Cazzo non sarebbe più facile se riuscissimo ad accettare chi viene e chi va dalle nostre vite senza aggrapparci alla bellezza della forma pensiero di ciò che quelle persone giungono a rappresentare per noi nel corso dei giorni, delle settimane, dei mesi? Io so di essere capace di amare. Lo so. E cerco di dimostrarlo, anche se talvolta inciampo. E ci sono momenti in cui non me ne frega un cazzo se so che esisterò di nuovo, che il mio ciclo non si concluderà con questa vita e che le cose saranno legate qui come lo sono state nelle vite del passato. Ci sono momenti in cui mi rendo conto che questa cosa non mi consola, il fatalismo non mi rende tranquillo. Ho bisogno di urlare, di piangere, di spaccare l'intero arredamento come Nicholas Cage proprio adesso, non nella prossima vita. Il fatto che nella prossima vita avrò l'opportunità o meno di essere felice e se avrò modo di capire che farne, se conserverò il sostanziale ricordo di ciò che sono state le mie esperienze: lo schiaffo e la carezza, il pompino e l'abbraccio... tutto questo non mi rende diverso da ciò che mi sento ora. E in funzione a ciò, le mie vite future ora non hanno peso.

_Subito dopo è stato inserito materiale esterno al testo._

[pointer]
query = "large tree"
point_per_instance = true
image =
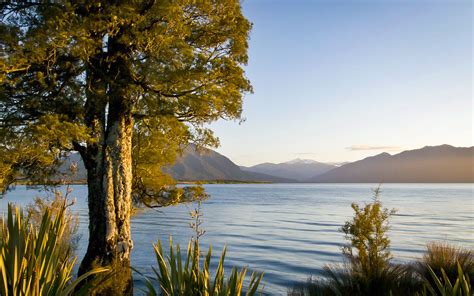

Ecco che qui il mai non ha senso se non in funzione di ciò che si protrae per diverse vite, che sia l'amore per una donna bellissima che ti sta a fianco per cullarti quando hai brutti sogni, per prendere le tue parti quando stai male, per mandarti gli sms dicendoti che ti ama anche se avete appena litigato; che sia anche l'amicizia di persone lontane che non hai ancora avuto l'occasione di vedere e abbracciare ma che ti fanno sentire la grandezza del loro affetto, o anche solo il caldo profumo delle violacee infiorescenze di glicine che, come grappoli, rilasciano il loro muschiato umore in questo periodo, o il leggero lamento che fa il tuo cuscino quando, stanco morto, ci poggi la testa sopra per dormire un'altra notte. E queste cose ti scorrono dentro come acqua, scivolando via, ma lasciando la memoria di qualcosa dentro te. La consapevolezza di averli nelle prossime vite se le perdi in queste... non sono però mai abbastanza forti da vincere la disperazione e il disorientamento che ti assalgono quando la paura di dover usare "mai" in questa singola vita si affaccia su di te come un attore che deve entrare in scena. No... dobbiamo solo imparare a convivere con questa cosa, accettarla, digerirla e vivere la nostra vita e quelle future come meglio possiamo, benedicendo chi ci ama come chi ci fa del male, perché l'insegnamento ci giunge da entrambe le parti e in maniera non eguale, purtroppo.